Escrevo como um silêncio ao contrário

Seria doce morrer no mar se ele não fosse salgado, diz o besta que não conhece o canto da sereia. Ou a música de Caymmi. Não se preocupem mais com as bruxas, pois as mulheres viraram sereias. Acho engraçado como nada na história muda, mas se sofistica. Eu queria ser uma sereia quando era criança, a própria Iara de cabelos verdes como no Sítio do Pica-Pau Amarelo, a Lua em forma de gente do tronco pra cima. Eu não achava certo cantar para afogar os homens nos rios, enquanto todos sabemos que o pior afogamento não é por água. O mais antigo e eficiente método de tortura é nada além da paixão. Bem entoada, chega a ser sufocante. Há um abuso na harmonia perfeita que é capaz de matar. Até os seres mitológicos precisariam desafinar um pouco. Se tudo é perfeito, nada é perfeito. Tem de haver as nuances, que contemplam as falhas, que contemplam as belezas mais sinceras. Mas não. É um paradoxo juntar “lenda” e “verdade”. Mas as mulheres, e eu posso falar isso, são cruamente de verdade. E cruelmente também. A dor já vem embutida. E na falsa liberdade, por volta do meio século de vida, esses cinquenta anos de servidão são cuspidos feito fogo nas rugas que se formam em seus rostos.

Não nego que me intriga observar os homens que pensam saber o que se passa na cabeça de uma mulher. Pior, no coração. De tanto repetirem, acho que fomos nós quem nos tornamos o que antes era somente um eu lírico. Os trovadores que encarnavam os desejos das mulheres talvez tenham se tornado parte delas também, por sorte, pois esses são os melhores homens. Chico Buarque não seria metade do que ele é sem a sua persona feminina. É um domador da língua. Mas algo me diz que foi Marieta quem lhe soprou as palavras diluídas ao longo de sua existência.

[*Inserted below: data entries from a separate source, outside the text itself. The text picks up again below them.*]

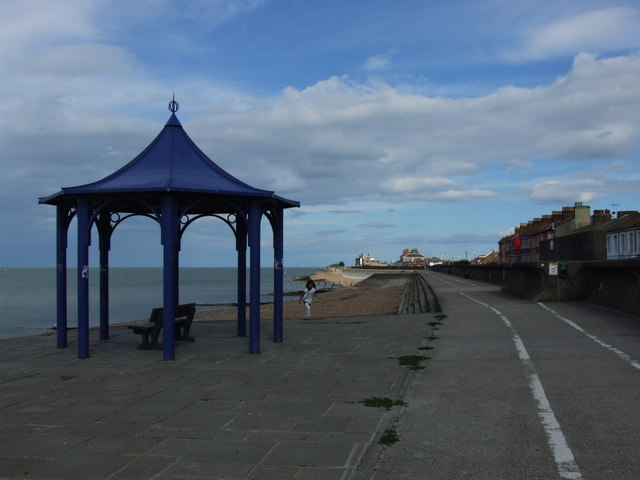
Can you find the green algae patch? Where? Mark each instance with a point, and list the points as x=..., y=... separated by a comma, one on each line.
x=382, y=402
x=389, y=437
x=411, y=361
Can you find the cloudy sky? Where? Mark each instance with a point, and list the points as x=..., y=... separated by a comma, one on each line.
x=406, y=124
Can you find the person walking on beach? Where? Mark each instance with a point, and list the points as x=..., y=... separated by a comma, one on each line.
x=307, y=297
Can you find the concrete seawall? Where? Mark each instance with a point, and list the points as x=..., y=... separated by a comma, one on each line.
x=613, y=284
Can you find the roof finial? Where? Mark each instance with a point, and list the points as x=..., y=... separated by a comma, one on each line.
x=173, y=105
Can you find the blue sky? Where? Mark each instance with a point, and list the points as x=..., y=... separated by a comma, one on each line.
x=407, y=124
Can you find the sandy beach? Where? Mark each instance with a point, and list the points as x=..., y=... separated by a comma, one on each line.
x=360, y=297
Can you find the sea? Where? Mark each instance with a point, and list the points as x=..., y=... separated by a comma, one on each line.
x=28, y=295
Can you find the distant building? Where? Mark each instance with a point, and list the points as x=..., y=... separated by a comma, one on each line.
x=413, y=258
x=524, y=244
x=623, y=236
x=368, y=261
x=574, y=235
x=484, y=259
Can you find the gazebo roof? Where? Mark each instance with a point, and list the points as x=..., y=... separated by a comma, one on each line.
x=171, y=163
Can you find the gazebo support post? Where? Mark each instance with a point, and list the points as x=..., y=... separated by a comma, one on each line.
x=84, y=240
x=241, y=247
x=104, y=231
x=61, y=275
x=278, y=274
x=255, y=215
x=170, y=251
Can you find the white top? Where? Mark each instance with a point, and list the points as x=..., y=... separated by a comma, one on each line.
x=307, y=295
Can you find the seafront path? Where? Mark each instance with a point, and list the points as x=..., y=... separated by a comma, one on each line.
x=510, y=389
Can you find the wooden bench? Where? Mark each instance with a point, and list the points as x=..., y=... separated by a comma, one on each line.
x=150, y=331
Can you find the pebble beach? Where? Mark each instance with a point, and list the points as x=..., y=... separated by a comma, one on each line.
x=359, y=295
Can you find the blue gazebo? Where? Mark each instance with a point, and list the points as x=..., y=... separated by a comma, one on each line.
x=174, y=183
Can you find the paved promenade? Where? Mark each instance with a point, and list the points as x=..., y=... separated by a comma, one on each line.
x=512, y=390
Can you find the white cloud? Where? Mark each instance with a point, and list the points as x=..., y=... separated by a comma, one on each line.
x=597, y=31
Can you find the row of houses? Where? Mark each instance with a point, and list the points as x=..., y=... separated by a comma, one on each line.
x=574, y=234
x=409, y=258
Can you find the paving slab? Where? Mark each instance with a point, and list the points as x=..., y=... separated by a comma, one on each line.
x=217, y=412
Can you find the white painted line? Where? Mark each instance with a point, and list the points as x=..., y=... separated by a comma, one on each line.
x=611, y=348
x=562, y=454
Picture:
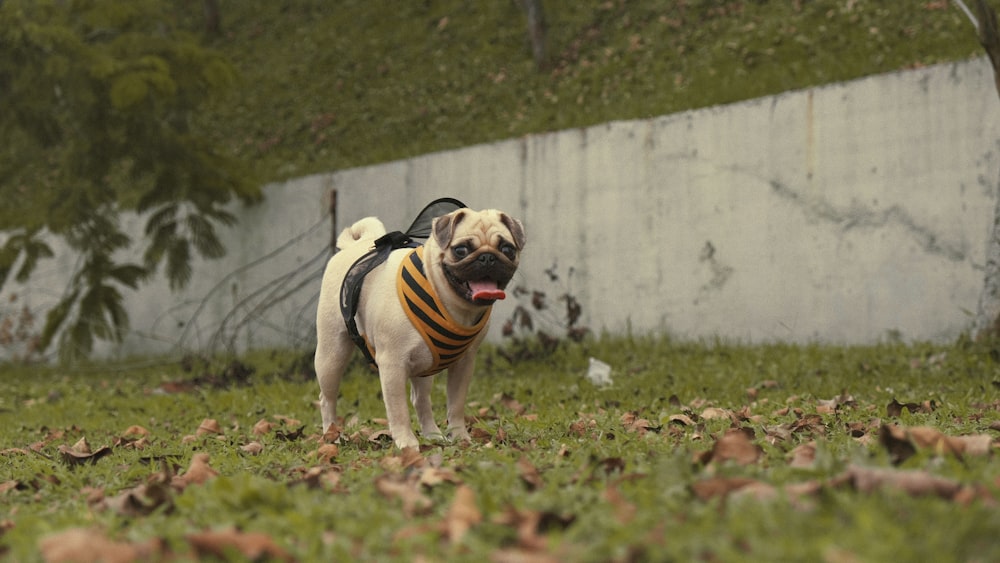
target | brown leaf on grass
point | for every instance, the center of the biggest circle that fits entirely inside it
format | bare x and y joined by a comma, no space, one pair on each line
711,413
199,471
138,501
407,490
131,443
633,423
462,515
80,452
80,545
287,420
681,419
903,442
915,483
326,453
895,408
253,448
480,435
320,477
8,486
510,403
255,546
290,435
331,434
624,510
407,458
529,474
804,455
135,430
208,426
734,446
530,525
262,426
811,424
719,486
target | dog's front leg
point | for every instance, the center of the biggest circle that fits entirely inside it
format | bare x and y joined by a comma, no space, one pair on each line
420,394
393,380
459,377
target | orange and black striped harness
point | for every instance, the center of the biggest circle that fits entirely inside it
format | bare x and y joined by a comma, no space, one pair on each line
446,338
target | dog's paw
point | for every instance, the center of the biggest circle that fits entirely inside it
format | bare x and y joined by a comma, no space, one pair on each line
433,436
459,435
406,440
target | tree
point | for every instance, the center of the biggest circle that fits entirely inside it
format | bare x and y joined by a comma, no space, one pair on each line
99,117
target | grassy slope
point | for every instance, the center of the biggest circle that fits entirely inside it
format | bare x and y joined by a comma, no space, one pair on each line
337,85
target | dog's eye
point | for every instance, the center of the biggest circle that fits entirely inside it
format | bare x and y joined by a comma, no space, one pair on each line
508,250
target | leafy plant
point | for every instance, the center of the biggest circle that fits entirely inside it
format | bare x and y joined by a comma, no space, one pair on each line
103,99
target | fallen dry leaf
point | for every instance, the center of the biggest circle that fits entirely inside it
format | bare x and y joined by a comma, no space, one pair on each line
208,426
80,545
529,473
916,483
135,430
719,486
331,435
714,413
80,452
9,486
263,426
895,408
138,501
326,453
199,471
624,510
393,485
255,546
253,448
734,446
462,514
804,455
903,442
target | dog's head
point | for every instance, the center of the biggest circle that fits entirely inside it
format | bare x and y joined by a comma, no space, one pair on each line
480,251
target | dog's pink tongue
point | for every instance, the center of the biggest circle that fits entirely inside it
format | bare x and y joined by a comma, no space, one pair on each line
486,289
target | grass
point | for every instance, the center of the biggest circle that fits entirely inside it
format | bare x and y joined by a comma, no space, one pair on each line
558,469
327,88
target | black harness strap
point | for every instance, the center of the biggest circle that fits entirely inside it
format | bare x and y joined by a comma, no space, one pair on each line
350,290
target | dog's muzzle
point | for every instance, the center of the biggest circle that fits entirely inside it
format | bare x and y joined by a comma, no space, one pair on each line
481,277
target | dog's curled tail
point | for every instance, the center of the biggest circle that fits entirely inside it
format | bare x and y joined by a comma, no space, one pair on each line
367,228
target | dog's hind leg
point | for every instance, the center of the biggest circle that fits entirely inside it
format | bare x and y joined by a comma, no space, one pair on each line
333,352
420,394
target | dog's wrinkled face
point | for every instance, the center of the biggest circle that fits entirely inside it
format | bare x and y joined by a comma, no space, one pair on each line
480,252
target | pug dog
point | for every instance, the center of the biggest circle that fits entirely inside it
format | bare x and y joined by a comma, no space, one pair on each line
421,311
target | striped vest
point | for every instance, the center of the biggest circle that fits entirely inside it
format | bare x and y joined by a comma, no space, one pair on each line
446,338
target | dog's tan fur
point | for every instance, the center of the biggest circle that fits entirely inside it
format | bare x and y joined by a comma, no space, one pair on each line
401,351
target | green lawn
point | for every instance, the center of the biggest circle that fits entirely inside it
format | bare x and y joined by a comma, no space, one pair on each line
328,86
697,452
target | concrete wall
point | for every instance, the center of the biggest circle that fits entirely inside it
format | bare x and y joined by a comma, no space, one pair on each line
845,214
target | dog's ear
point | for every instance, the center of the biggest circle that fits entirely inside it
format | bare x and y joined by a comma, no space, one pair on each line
444,227
516,229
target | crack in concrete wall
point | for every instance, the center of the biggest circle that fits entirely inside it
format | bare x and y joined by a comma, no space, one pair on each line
858,216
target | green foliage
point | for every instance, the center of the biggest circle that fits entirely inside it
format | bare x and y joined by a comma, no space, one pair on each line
333,87
103,98
615,477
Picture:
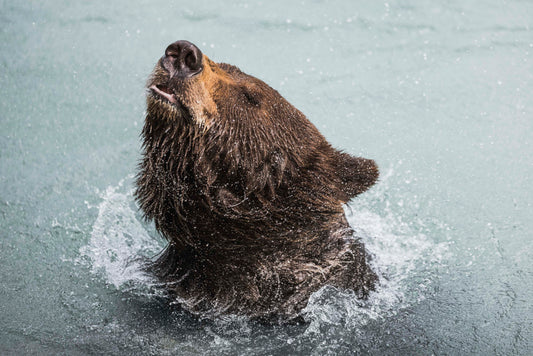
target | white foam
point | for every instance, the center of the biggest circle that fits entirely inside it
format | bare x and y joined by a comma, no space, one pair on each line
400,255
118,240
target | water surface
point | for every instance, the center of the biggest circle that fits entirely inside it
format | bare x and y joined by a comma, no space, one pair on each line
438,93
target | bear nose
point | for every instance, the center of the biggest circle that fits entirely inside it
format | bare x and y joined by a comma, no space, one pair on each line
182,59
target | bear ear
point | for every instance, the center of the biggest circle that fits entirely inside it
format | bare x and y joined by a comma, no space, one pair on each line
355,175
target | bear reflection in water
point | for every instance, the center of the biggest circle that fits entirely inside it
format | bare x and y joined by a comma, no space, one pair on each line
247,192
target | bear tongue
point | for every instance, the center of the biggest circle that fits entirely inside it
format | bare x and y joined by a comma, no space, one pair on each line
164,92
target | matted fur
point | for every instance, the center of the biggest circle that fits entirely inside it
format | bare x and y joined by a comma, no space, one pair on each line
249,195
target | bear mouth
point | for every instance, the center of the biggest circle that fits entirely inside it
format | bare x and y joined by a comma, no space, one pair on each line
164,92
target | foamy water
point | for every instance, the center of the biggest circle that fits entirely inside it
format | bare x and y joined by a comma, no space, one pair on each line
438,93
120,243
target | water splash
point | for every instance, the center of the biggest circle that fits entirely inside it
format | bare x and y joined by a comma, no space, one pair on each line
403,258
119,243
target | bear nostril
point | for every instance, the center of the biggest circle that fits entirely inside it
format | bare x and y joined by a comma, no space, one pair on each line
182,59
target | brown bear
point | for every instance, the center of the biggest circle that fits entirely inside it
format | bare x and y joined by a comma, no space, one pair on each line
247,191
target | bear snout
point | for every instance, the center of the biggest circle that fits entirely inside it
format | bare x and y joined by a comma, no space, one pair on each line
182,59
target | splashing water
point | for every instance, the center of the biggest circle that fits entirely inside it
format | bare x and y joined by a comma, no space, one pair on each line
120,242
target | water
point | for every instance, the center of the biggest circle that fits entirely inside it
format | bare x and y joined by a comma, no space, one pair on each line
438,93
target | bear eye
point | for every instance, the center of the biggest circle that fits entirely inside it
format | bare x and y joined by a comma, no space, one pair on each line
252,98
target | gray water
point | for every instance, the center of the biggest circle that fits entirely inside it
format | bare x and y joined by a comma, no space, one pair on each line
439,93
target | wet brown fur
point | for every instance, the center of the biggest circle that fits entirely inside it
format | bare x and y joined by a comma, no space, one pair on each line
249,195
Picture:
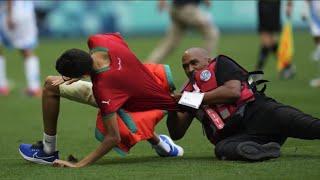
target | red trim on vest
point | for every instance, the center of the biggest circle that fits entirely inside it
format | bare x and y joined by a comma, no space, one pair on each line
206,81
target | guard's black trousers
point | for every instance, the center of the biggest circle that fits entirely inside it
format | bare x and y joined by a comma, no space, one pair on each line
264,121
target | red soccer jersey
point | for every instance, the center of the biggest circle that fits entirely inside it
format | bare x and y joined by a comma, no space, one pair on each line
126,83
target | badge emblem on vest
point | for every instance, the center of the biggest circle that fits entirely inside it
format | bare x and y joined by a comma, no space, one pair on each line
205,75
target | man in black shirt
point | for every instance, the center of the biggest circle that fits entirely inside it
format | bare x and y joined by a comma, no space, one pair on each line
256,130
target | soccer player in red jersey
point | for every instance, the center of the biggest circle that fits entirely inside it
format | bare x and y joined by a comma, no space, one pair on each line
120,84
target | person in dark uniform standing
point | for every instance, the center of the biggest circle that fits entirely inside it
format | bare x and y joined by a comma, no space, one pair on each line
185,14
269,25
254,125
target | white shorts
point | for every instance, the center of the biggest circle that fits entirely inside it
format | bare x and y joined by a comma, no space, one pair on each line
25,32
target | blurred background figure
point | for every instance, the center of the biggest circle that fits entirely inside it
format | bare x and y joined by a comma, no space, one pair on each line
269,25
185,14
313,8
18,30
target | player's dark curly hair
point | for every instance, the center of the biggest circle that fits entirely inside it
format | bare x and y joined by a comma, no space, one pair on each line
74,63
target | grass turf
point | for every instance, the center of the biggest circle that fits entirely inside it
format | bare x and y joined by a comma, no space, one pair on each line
21,122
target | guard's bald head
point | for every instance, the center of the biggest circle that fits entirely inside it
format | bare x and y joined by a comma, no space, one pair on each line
195,59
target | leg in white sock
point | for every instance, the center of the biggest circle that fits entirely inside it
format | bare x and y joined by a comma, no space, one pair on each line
3,77
49,143
32,72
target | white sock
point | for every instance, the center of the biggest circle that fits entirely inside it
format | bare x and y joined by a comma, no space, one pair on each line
32,72
3,77
162,146
49,143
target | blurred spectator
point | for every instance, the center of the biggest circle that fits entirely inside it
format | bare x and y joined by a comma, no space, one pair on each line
314,21
269,25
185,14
18,30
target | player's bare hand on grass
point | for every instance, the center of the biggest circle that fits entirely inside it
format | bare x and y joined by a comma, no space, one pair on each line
176,96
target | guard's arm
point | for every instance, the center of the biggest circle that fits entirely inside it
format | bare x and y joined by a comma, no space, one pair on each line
229,92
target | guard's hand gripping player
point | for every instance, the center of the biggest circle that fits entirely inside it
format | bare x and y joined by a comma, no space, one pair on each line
252,126
120,83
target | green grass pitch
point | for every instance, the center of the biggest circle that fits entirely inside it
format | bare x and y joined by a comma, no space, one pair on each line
21,121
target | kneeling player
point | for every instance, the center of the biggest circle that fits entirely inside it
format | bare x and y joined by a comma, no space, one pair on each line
133,126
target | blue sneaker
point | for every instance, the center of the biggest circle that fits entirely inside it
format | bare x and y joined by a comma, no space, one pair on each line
35,153
175,150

Falando nele, há alguns dias estive pensando em um trecho de José Costa, Zsoze Kósta, Kaspar Krabbe ou do próprio Chico, já que são um só ser, que mostrou a imperfeita simetria entre o Rio e Budapeste. Entre um homem em dois e duas mulheres. Duas vidas. Duas línguas. Em comum, os finais: “e a mulher amada, cujo leite eu já sorvera, me fez beber da água com que havia lavado a sua blusa”. Algo assim. Algo escrito para ouvir sair da boca de uma mulher a palavra “admirável” dita em companhia dela mesma, entre um suspiro: “admirável… admirável!”. E foi isso que disse a primeira mulher do livro para o homem que não era o seu marido. Uma espécie de Madame Bovary dos trópicos, na cabeça do traído. Que também traiu antes mesmo de conhecer Kriska. Diria ser esse o pior tipo. Eu, que nada sei, mas que muito observo.

Penso ser o contraponto disso um outro verso, de um outro amante da língua da Camões: “não quero sugar todo o seu leite, não quero você enfeite do meu ser(…)”. Acho de um desprendimento total poupar o leite da mulher amada, embora concorde em não ser enfeite do seu ser. Pelo contrário. Eu, que sou impiedosamente involuída, temo querer pôr em meu cabelo as fitas do DNA do homem amado. Assim, como quem nada fez, desfilando sobre o peito nu de quem me abrigou. E minh’alma, cuja infinita melancolia eu já sorvera, me fez beber do leite derramado.